La métamorphose de Giselle en 2D
Fort du succès inattendu du "Black Swan" de Darren Aronofsky ou du "Pina" de Wim Wenders, le cinéma ose une nouvelle incursion dans la danse avec Giselle de Toa Fraser qui sort le vendredi 12 décembre sur les écrans français.
Le célèbre ballet classique sur la musique d’Adolphe Adam est filmé, dans son intégralité, dans la chorégraphie de Johan Kobborg et Ethal Stiefel (d’après Petipa, comme il se doit) pour la compagnie du Royal New Zealand Ballet. Le film n’est pas la captation d’une représentation mais du vrai cinéma avec une volonté de mise en scène, ce qui en fait certainement son premier atout. Le deuxième serait d’avoir fixé pour l’éternité, les émois de Qu Huan, danseur étoile de la compagnie et de la belle Gillian Murphy, étoile de l’American Ballet Theatre. Pour ce que l’on peut en juger, leur prestation est digne d’éloge même si l’exercice critique trouve ici sa limite car l’expérience de la scène n’a rien à voir avec les deux dimensions de l’écran. Il manque tout simplement de l’espace pour que la danse puisse se vivre dans toute son essence, à savoir l’art du mouvement. La caméra serre souvent les visages, rendant presque étrange le maquillage outré et les expressions des visages. A la scène, les danseurs sont obligés de forcer le trait pour que les spectateurs puissent voir de loin. Sur l’écran, on se croirait revenu au temps du cinéma muet, ce qui n’empêche pourtant pas la force de l’histoire de Giselle de vous emporter dans l’émotion. La caméra suit de près les deux danseurs comme deux héros romantiques dans les décors carton-pâte de la production néo-zélandaise.

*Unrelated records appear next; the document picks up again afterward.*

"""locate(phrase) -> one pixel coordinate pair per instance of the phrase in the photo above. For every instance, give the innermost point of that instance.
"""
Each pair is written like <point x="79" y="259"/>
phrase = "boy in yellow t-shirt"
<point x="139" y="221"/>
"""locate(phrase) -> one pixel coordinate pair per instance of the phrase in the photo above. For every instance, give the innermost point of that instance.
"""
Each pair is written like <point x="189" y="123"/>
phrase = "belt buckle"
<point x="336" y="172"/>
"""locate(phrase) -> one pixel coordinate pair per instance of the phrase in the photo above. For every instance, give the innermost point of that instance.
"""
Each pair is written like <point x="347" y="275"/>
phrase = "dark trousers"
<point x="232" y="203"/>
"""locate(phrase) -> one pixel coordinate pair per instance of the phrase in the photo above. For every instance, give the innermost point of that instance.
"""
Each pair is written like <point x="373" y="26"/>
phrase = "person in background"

Même si le cadre enferme souvent les mouvements des danseurs (certains sauts ont lieu hors champs), la fluidité et les gros plans sur certains détails (une fleur, le geste de la main) apportent un plus. L’on regrettera que le réalisateur n’ait pas osé plus, en sortant du cadre strict de la représentation, comme il le fait dans la plus belle scène du film. Le fantôme de Giselle, nouvelle Willi, tourne autour de son amoureux qui la sent mais ne la voit pas. Elle se révèle enfin à lui dans un pas de deux où les portés s’enchaînent. Toa Fraser filme alors le couple en répétition, dans l’épure du geste brut. Dépouillée de toutes lourdeurs, la danse émerge enfin dans la simplicité de l’émotion.
Il est à souhaiter que cette Giselle puisse être vue par les spectateurs avides de danse classique et n’ayant pas l’opportunité de pousser la porte des théâtres. Ce film est fait (et joliment filmé) pour eux. Les amateurs de tutus et de pointes, abonnés du Palais Garnier, attendront toujours le grand film moderne sur la danse classique.